Tout ce temps passé où elle est restée seule, la maison a pris soin de demeurer telle quelle, pour qu’on la reconnaisse, les jouets toujours au même endroit, l’escalier qui craque un peu et cette vue immuable sur le jardin avec la mer pour toile de fond. Les enfants eux ont bien grandi en un an et la maison doit se réhabituer à ces traits imperceptiblement changés, ces quelques centimètres de plus. Profiter d’eux jusqu’à plus soif, se repaître de leurs cavalcades, de leurs habitudes retrouvées au creux de ses murs, avant que l’appel du dehors soit plus fort, qu’ils s’élancent d’un bond retrouver le soleil et la mer.

Un album original et émouvant où la narratrice vous l’aurez deviné, n’est autre que la maison elle-même, comme un membre à part entière de la tribu, une aïeule indéboulonnable et bienveillante. C’est sa voix qui résonne dans l’album, douce, posée et chaleureuse, racontant à demi-mots le temps qui passe, la mémoire de la famille et la promesse d’autres jours heureux. Pas d’adultes dans cette histoire, seulement les enfants et cette maison qui apparaîtrait presque comme une figure maternelle et nourricière. Un point d’ancrage rassurant, aussi statique et immuable que les jeunes sont en mouvement, leur laissant tout loisir de découvrir le monde, d’expérimenter, de partir et de revenir aussi souvent qu’ils le souhaitent.

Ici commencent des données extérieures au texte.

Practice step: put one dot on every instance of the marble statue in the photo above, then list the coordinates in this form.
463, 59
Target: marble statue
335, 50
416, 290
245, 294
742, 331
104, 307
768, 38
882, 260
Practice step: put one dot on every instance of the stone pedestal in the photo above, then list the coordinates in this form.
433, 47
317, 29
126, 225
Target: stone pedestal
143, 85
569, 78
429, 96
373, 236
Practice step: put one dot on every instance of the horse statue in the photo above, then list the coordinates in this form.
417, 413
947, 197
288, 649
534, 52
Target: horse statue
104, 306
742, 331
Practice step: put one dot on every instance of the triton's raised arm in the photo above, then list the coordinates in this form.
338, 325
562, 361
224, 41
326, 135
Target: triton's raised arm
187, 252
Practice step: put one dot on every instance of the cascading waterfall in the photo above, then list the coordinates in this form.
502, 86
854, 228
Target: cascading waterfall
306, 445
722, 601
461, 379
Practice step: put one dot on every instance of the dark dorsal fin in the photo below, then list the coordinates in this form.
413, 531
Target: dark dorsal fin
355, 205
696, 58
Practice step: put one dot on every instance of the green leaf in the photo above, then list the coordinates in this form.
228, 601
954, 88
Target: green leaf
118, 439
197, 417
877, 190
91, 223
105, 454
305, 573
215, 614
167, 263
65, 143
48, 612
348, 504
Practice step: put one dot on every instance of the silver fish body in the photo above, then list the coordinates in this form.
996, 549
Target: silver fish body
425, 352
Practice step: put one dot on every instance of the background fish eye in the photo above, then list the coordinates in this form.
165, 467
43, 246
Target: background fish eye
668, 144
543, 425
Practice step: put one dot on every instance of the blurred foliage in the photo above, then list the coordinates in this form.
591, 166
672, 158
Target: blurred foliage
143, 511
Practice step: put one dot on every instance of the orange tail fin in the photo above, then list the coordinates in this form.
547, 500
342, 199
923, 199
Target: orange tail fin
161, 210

« Ce soir, chers petits, je vous protègerai contre l’orage et la tristesse, les courants d’air et les cauchemars. Je verrai vos songes éclore et s’envoler comme des bulles. Je devinerai vos projets, je les accompagnerai. N’ayez crainte: je vivrai assez longtemps pour vous voir grandir. Vous me quitterez un jour, mais moi, je resterai ici, inamovible. Vous saurez où me trouver ».

Tout ce qui est suggéré ou à peine esquissé dans ce joli texte lent et posé vous le découvrirez dans les illustrations vibrantes aux fins détail , aux motifs très travaillés, comme les veines du marbre de la cheminée, le dessin du carrelage, la luxuriance fleurie d’un papier peint. C’est un premier album (mazette…) et c’est beau tout plein ! Ça sent le sable chaud et l’air salé mais on peut le lire toute l’année qu’on soit petit ou déjà grand.